Il saggio, scritto a quattro mani con Pavel Stroilov, ricercatore presso il Centro Memorial di Mosca, avvalendosi di un’ampia documentazione proveniente dall’Archivio della Fondazione Gorbaciov e del Comitato Centrale del Pcus, prende le mosse da una data storica memorabile, eppure sconosciuta ai più, il 26 marzo 1987. Quel giorno il Politburo del Cc del Pcus decise per gli anni a venire la politica dell’Urss nell’Europa Occidentale. «Gorbaciov – scrivono i due autori – sintetizzò tale politica con brevità e chiarezza, come un ordine di combattimento: Strangolare abbracciando».
Il progetto, che di lì a poco verrà conosciuto dal mondo intero come Casa Comune Europea, altro non era che l’estremo tentativo da parte dei dirigenti sovietici di mettere al sicuro i confini occidentali dell’impero, visto che gli altri regimi comunisti europei stavano già fraternizzando con l’Occidente, attraverso un abbraccio soffocante con il Vecchio Continente.
Gli incontri dei mesi successivi tra Gorbaciov e i leader dei principali partiti comunisti e socialisti europei, Natta, Mitterrand, Gonzales, Brandt, riportati nel saggio di Bukovskij e Stroilov, evidenziano come l’idea di un’Europa socialista saldamente legata all’Urss trovasse ampio consenso in vari settori della sinistra. Piaceva molto non solo al comunista Natta ma anche al socialista Mitterrand desideroso di affrancare l’Europa dalla Nato e dall’influenza statunitense.
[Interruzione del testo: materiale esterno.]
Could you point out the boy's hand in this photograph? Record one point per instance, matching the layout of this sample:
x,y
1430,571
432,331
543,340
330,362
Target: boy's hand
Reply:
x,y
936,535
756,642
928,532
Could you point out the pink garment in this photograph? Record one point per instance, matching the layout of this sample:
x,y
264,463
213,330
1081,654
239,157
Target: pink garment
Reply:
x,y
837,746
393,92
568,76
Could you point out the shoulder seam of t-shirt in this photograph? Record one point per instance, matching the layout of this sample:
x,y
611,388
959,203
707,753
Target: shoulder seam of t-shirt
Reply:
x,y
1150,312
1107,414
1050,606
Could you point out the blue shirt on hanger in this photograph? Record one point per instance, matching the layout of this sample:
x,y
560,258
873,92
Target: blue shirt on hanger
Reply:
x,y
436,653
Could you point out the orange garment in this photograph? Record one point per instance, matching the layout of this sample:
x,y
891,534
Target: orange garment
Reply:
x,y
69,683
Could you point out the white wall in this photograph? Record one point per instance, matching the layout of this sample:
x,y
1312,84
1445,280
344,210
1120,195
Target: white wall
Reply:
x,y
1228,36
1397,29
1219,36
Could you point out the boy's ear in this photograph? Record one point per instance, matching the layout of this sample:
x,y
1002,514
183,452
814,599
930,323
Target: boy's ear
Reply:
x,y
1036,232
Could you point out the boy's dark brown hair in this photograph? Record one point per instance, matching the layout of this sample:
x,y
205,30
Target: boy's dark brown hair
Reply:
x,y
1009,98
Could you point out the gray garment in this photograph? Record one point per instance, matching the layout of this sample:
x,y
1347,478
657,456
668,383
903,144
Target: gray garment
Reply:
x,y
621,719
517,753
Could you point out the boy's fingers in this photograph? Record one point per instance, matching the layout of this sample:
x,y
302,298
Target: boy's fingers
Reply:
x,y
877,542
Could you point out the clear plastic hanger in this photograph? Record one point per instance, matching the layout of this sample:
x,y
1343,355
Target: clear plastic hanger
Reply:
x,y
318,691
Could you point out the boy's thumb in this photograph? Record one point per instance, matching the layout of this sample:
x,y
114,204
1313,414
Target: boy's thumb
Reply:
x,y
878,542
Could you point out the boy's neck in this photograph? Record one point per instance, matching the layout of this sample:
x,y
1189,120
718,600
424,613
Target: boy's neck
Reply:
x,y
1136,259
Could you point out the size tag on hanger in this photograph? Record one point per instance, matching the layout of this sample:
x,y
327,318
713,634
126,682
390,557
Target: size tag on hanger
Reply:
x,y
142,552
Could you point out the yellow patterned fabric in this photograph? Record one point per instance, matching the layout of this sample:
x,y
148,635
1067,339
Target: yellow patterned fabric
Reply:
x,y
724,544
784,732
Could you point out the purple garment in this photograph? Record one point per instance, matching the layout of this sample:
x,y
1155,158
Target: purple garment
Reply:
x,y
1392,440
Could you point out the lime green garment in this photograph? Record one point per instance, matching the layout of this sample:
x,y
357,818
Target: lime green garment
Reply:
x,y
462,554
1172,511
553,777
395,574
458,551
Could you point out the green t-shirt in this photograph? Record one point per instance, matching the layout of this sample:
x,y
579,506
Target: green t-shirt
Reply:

Il crollo dell’Unione Sovietica, un evento che nemmeno i cremlinologi più esperti seppero prevedere, mandò in frantumi una metà dell’edificio europeo, ma non riuscì a impedire che la Ue nascesse avendo come riferimento ideale un’Europa socialista e un impianto istituzionale burocratico, verticistico, dirigista, privo di organi veramente rappresentativi.
Vaclav Havel, che fu uno dei primi ad accorgersi di questa stortura, in tempi recenti si era adoperato affinché la Ue avesse come partner privilegiato gli Stati Uniti anziché la Russia. Forse temeva che la Federazione Russa di Putin, degna erede dell’Urss, potesse riesumare l’idea dell’abbraccio mortale attraverso l’arma energetica del gas.